By January this year, the rolling chassis was complete, the engine was on the bench and going together well and the gearbox was just itching to be hooked on to the its bell housing. What could possibly go wrong? The clutch assembly decided it didn’t want to join the party and after several very frustrating days I was looking for a strong rope and a sturdy beam. Fortunately I had neither so I called on Alan Fairless. He was unable to help with the rope or the beam but he did sort out the clutch assembly, so all was well.
At last we had a complete rolling chassis and a body just waiting to be lifted onto it. With the help of a few sturdy ‘younger’ men this was achieved and so all those bit and pieces that had been waiting for so long could now be brought together. Would it be ready for Wollaton Park? The race was on. In the end we didn’t make it as there was a small matter of lack of trim on seats or any form of weather equipment. The trimmer was on the job, but the job was not yet complete.
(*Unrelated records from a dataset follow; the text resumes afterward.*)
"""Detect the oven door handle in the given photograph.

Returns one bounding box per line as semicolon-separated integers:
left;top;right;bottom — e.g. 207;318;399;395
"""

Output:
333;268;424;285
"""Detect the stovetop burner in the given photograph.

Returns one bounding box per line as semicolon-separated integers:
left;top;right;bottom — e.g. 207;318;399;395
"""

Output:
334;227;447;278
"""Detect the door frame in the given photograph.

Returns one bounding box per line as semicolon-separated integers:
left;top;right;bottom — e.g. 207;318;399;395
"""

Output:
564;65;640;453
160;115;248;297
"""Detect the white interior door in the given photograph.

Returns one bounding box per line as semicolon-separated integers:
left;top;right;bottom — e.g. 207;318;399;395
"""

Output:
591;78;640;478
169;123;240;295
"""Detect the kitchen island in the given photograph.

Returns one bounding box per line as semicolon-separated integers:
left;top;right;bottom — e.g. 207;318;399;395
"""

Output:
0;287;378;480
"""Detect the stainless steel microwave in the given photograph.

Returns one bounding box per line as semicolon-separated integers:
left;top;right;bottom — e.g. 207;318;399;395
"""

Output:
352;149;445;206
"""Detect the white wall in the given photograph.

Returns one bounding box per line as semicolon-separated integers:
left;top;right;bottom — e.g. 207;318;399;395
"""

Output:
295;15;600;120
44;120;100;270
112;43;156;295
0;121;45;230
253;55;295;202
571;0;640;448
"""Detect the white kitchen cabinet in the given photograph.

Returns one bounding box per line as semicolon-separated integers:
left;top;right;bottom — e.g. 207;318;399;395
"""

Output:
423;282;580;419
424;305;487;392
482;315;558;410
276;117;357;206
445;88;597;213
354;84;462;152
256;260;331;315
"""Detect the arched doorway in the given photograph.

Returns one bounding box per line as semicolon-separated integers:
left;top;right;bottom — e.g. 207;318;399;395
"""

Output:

Stanley finally made his maiden voyage on Sunday 4th August. A short sort of test flight of about a mile and a half to see if it worked. It did although owing to a poor seal on the radiator cap, it did give a worrying impression of a small volcanic eruption after about a mile. We managed to reach home without having to push and nothing fell off so it was a start. Although it had looked dramatic, the engine was by no means overheating and so having found that an old petrol can cap fitted the threads on the radiator neck, this was screwed on and on the next day a ten mile test was achieved and all was well.
Buoyed by this success it was time for Stanley to meet his public with an appearance at our Cheshire Sevens Club night. A thirty mile round trip, the return half after dark. Mission accomplished without missing a beat. Why was I worrying; after all, Stanley is an Austin Seven.
A big thank you to all those who have helped me put Stanley – or should that be Humpty, together again. Particularly Owen, without whose precision engineering skills, Stanley might have been a little rustic in places. Advice, support and encouragement of others is an essential element in helping a restoration reach completion and this is where our fellow Austineers are pure gold. If I can spread a little encouragement to anyone who is in the process of coming to terms with a needy Nippy then contact me through the Nippy archive; I am always ready to commiserate with fellow sufferers.
Originally published in 4 parts in the PWA7C magazines 2011-13 and edited for this single article. ‘Stanley’ went on into the ownership of Peter Relph who wrote a number of articles on his travels. Peter sadly died in October 2018.